Julie Henriëtte Eugénie van der Veen (Kudus, Dutch East Indies, 8 February 1903 – The Hague, 10 January 1997) was a Dutch visual artist.

== Life ==
Julie van der Veen was born in Java as daughter of Peter Jan van der Veen (1864-1923), director of the sugar refinery Sukowidi in Java and of Julie Frédérique Louise von Boddien (1863-1961), descendant of a German noble family.

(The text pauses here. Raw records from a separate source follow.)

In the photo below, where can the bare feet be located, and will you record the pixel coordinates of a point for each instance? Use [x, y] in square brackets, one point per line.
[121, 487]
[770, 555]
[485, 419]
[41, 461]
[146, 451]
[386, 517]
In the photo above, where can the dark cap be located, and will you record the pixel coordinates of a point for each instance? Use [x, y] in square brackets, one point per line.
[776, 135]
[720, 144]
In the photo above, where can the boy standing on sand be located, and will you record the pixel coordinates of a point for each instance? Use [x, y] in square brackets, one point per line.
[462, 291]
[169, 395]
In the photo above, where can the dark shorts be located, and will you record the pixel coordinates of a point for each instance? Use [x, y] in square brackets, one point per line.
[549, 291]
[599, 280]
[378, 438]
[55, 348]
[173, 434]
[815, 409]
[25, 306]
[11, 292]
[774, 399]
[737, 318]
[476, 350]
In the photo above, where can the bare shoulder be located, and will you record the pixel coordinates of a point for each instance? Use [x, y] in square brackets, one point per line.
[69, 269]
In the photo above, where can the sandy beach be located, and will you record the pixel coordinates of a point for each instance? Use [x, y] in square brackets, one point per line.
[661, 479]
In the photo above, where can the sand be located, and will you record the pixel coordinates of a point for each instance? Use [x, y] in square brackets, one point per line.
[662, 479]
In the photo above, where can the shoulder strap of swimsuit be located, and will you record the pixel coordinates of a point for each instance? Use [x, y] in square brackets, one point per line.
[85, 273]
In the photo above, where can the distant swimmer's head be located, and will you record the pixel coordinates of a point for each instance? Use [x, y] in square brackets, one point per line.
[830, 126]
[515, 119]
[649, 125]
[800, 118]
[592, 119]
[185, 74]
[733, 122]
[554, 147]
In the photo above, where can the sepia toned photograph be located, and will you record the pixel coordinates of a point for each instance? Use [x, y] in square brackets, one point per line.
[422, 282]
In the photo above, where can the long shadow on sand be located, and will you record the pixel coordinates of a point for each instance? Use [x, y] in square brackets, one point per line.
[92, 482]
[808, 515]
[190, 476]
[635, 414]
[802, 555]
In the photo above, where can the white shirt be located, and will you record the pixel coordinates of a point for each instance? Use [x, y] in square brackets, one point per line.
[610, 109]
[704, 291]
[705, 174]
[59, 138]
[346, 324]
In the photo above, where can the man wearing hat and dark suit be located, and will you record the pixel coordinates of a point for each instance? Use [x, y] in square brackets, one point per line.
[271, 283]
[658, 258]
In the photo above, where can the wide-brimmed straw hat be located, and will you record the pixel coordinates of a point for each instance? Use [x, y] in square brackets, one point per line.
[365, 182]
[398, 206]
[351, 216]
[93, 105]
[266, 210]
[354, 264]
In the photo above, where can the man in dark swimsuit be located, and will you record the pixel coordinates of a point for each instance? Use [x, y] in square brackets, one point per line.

Julie van der Veen was educated at the Royal Academy of Visual Arts in The Hague and took lessons at Sierk Schröder. She later stayed in France regularly. In Paris she took lessons with André Lhote and had contacts with Russian exiles. In addition, she took lessons in Paris with Marcel Gromaire and with Fernand Léger and visited the Académie de la Grande Chaumière. At André Lhote she met the Argentine Nina Negri who suggested to follow lessons with Bill Hayter in his Atelier 17 in Paris. In 1937 she traveled at the invitation of her then Turkish friend Cemal Tollu, who later became a well-known painter in Turkey, via Italy to Istanbul. On the Côte d'Azur she met the Iraqi Younis Bahri with whom she became fiancé in 1930 and married in Berlin in 1939. This marriage lasted less than four months. On 9 May 1940, one day before the German invasion, she returned to the Netherlands. After the Second World War she regularly stayed in Paris for a longer period of time and resumed painting at André Lhote. Later she lived in The Hague and was friends with the painter Hannie Bal from Voorschoten and the photographer Hester Carsten. Both women have been the wife of the artist Willem Schrofer. Later in her life, Julie van der Veen lived under harsh circumstances in the Moerwijk district of The Hague and died in a nursing home in Scheveningen.
She was a member of both the Haagse Kunstkring and the Voorschotense Kunstkring.

== Work ==
Her work consists mainly of oil paintings, watercolors, engravings and drawings. She mainly painted objects from her immediate surroundings. In France she came into contact with Fauvism through contact with André Lhote. Because of her stay in Paris between the two world wars, she can be counted as part of the School of Paris. Her work is also counted among the New Hague School. She regularly exhibited in France (Salon des Indépendants 1936 and 1937) and in the Netherlands. Her work is included in the collection of Museum Arnhem.

== Works of art ==
- La Vie (abt. 1930), oil paint, 38 x 46 cm
- Lonely boats in the port of Brindisi, oil paint, 37 x 45 cm
- Composition (1939), oil paint, 72 x 99 cm
- Eva (nude in classical landscape with columns), oil paint, 58 x 71 cm
- Solitude (mannequin in green and blue with fantastic shells, ca. 1939), oil paint
- Colorful abstract, oil paint, 45 x 55 cm, Museum Arnhem
- The wooden bridge (1956), oil paint, 73 x 92 cm
- Three bathers (1958), oil paint, 60 x 72 cm
- The Neher laboratory in Leidschendam – Voorburg (1968), oil paint, 72 x 89 cm.